In line with the first case study example, the same pattern can be observed. The task of fully understanding the question, then integrating critical reasoning with the perceptive reasoning of a visual artefact, alongside the reconciliation of the observations with theoretical concepts, is too complex for multimodal LLMs to perform simultaneously (Step 1); confirming findings from other studies [24,53]. However, when the complexity is reduced and isolated to self-reflective exercises on individual modalities in turn (Steps 2 and 3), and then combined, the initial incorrect response is revised with a correct answer.

5.3. GPT-4 Multimodal Capability Estimations by Subject Area

Here, a broader and more general estimation of GPT-4’s multimodal capabilities for answering exam questions is presented. More specifically, GPT-4’s own estimations of its proficiency to answer 600 multimodal exam questions across 12 subject areas are quantified. The analysis of the means and standard deviations of the estimated proficiency scores can be seen in Figure 3 and Figure 4 respectively indicating GPT-4’s assessment of its competence to contextualise, visually perceive, reason about, and generate coherent responses based on multimodal inputs. When evaluating the mean proficiency scores, the disciplines of biology, history, and psychology rank highest, suggesting GPT-4 exhibits a stronger alignment with the types of visual information and analytical reasoning these fields typically employ. This could be due to the rich contextual cues present in visual materials like biological diagrams or historical timelines, which offer structured and often hierarchical information that aligns well with GPT-4’s training on pattern recognition and sequence alignment. In contrast, disciplines such as business administration and economics, which often involve complex and abstract data, may require a deeper understanding of human and market behaviours which currently present challenges, and are evidences in lower mean proficiency scores.
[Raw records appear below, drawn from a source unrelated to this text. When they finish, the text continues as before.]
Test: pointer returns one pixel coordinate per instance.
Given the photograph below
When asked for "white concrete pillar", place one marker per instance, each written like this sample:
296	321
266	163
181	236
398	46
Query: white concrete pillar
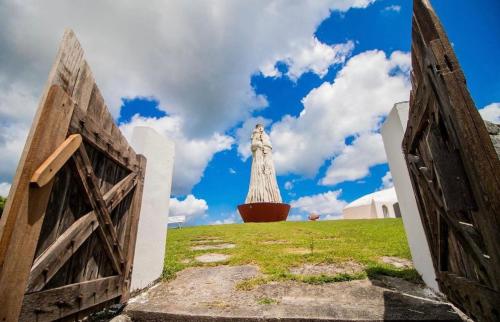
392	134
152	230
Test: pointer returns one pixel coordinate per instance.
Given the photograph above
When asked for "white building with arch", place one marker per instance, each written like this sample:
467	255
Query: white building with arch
379	204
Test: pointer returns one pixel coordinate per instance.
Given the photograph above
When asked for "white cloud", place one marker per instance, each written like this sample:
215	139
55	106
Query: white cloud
387	181
312	56
4	189
196	59
323	204
232	218
191	155
355	160
491	113
354	104
394	8
244	134
189	207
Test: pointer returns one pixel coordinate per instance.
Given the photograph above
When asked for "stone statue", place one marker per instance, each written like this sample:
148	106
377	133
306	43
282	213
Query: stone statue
263	185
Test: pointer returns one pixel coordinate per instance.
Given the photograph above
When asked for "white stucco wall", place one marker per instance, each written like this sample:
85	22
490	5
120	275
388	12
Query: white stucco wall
152	230
392	133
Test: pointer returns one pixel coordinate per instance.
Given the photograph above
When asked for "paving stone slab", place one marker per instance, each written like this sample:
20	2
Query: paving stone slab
216	246
212	258
349	267
209	294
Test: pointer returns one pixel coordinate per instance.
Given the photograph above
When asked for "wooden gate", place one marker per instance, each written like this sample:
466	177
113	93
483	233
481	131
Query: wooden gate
455	172
67	236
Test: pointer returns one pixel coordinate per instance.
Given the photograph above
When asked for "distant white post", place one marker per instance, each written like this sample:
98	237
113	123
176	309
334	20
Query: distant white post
152	231
392	134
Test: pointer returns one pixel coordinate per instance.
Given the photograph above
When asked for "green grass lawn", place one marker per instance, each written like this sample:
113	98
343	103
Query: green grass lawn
276	247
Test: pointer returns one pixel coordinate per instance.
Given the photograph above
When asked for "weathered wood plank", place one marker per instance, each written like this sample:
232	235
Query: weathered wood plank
106	230
47	265
49	168
24	213
59	302
456	178
92	133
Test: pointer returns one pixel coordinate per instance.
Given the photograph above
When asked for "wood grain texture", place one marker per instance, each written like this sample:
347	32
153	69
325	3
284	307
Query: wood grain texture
59	302
49	168
455	172
24	213
65	238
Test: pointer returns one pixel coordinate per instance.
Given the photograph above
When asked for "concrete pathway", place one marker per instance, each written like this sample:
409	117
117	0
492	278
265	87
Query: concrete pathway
209	294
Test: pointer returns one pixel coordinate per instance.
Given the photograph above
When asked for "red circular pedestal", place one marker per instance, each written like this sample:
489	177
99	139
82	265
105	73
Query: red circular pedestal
264	211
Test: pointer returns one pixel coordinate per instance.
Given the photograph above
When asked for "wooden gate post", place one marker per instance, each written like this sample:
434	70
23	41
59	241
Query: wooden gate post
455	172
67	233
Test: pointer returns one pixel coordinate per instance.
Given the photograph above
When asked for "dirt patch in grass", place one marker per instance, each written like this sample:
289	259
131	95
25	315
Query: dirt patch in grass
274	242
212	258
349	267
298	251
215	246
207	241
397	261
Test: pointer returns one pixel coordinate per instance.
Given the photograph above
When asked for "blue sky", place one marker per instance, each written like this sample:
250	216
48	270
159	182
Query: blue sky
225	181
321	77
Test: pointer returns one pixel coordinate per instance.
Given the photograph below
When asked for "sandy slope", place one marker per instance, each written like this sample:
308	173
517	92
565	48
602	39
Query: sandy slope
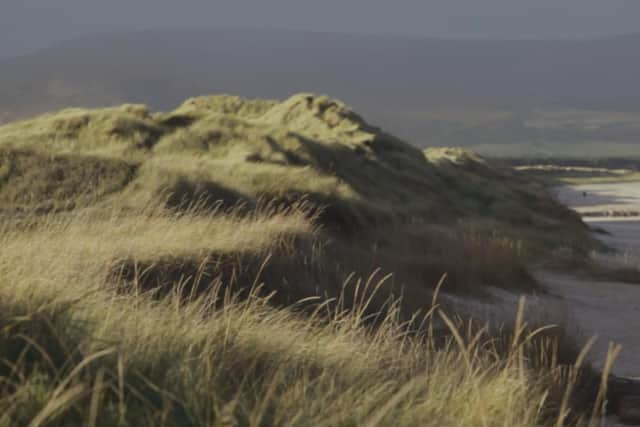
609	309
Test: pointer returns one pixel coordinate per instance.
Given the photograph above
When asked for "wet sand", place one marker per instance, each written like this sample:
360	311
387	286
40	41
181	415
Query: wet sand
610	310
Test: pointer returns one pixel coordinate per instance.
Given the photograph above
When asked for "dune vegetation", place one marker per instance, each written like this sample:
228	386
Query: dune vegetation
257	263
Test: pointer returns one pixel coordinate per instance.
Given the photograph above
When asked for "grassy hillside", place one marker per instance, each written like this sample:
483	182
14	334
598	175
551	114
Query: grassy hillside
248	262
497	97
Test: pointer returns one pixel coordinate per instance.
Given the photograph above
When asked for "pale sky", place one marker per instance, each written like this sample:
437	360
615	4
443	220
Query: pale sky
31	24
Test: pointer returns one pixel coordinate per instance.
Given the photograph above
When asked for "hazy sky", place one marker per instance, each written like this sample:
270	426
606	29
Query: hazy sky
30	24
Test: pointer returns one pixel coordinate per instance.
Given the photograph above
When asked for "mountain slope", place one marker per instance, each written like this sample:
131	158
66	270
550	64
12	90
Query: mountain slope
393	79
The standard deviation scores indicate the consistency of GPT-4’s performance across subjects. Higher variability in fields like finance and computer science suggests that GPT-4’s understanding may fluctuate significantly depending on the specificity of the task or the complexity of the visual data. This could imply that while GPT-4 can proficiently handle standard multimodal questions within these domains, it might struggle with more complex or less conventional topics, or those requiring deeper inferential reasoning. Moreover, the relatively lower variances observed in psychology and communications imply a more uniform proficiency across different queries within these subjects. This may be attributed to the nature of data in these fields, which frequently include human behavioural patterns and communicative structures—areas where GPT-4 has substantial experience from training datasets. Table 4 collates all the analyses across 600 responses and identifies features of multimodal exam questions per subject that GPT-4 perceives via self-assessment, to be able to handle both with high proficiency as well as with some degree of difficulty.

Finally, all the proficiency scores are aggregated by the overarching disciplines and depicted in Figure 5. In the humanities, which registers the highest proficiency score, the nature of the discipline itself is likely playing a pivotal role. Humanities research and study often encompass a broad spectrum of data interpretation, which points to a close alignment with GPT-4’s strengths in language understanding and integration of contextual information. The humanities’ interpretive nature allows for a wider margin of acceptable responses, providing GPT-4 with a conducive environment for showcasing its capacity to draw connections between disparate historical events, socio-cultural dynamics, and philosophical concepts. Furthermore, humanities subjects often demand a high level of narrative construction, which is also well-suited to GPT-4’s design that inherently focuses on language and narrative generation.

In the sciences, the observed proficiency dip may be attributed to the quantitative and empirical rigidity of the field. Sciences often require precise and unequivocal interpretations, leaving less room for the breadth of interpretative responses that GPT-4 can generate well. Moreover, scientific data frequently necessitate a deeper understanding of causality, experimental design, and statistical validity, which can be challenging for GPT-4 currently, as its abilities are modelled on pattern recognition rather than first principles reasoning. While GPT-4 is competent at identifying patterns and trends in scientific data, the intricacies of scientific theory and the need for detailed methodological analysis can present challenges, which might account for the slightly lower proficiency scores compared to humanities.

For the business discipline, which shows the lowest mean proficiency score, the complexity likely arises from the nature of business decision-making, which often requires an integration of both quantitative data and human judgment. Business subjects not only involve financial and operational data interpretation but also necessitate an understanding of market dynamics, consumer behaviour, and strategic decision-making under uncertainty. These areas rely heavily on real-time data, contextual subtleties, and forward-looking predictions, which are challenging for GPT-4 given its limitations in temporal awareness and predictive modelling based on past and present data trends alone.

6. Discussion

This study has shown the capability of LLMs to answer multimodal exam questions that require advanced reasoning, something that recent studies have identified as a limitation. This work has specifically developed a technique and demonstrated how it can be used to invoke self-reflection within LLMs at different input modalities comprising exam questions, to eventually arrive at correct responses, and thereby, without the intention to do so, this study has provided a “how-to” recipe for more effective cheating on sophisticated exam questions that are unproctored. However, as educators, we need to be aware of these capabilities. A silver lining does exist though since successfully executing a sequence of appropriate and contextualised self-reflective questions that are relevant for each modality in a multimodal exam question, does require some sophistication and level of knowledge about the exam question subject from a person attempting to cheat at least. Additionally, this technique can be used by academics in order to assist with research involving interpretation and reasoning about figures and theoretical concepts.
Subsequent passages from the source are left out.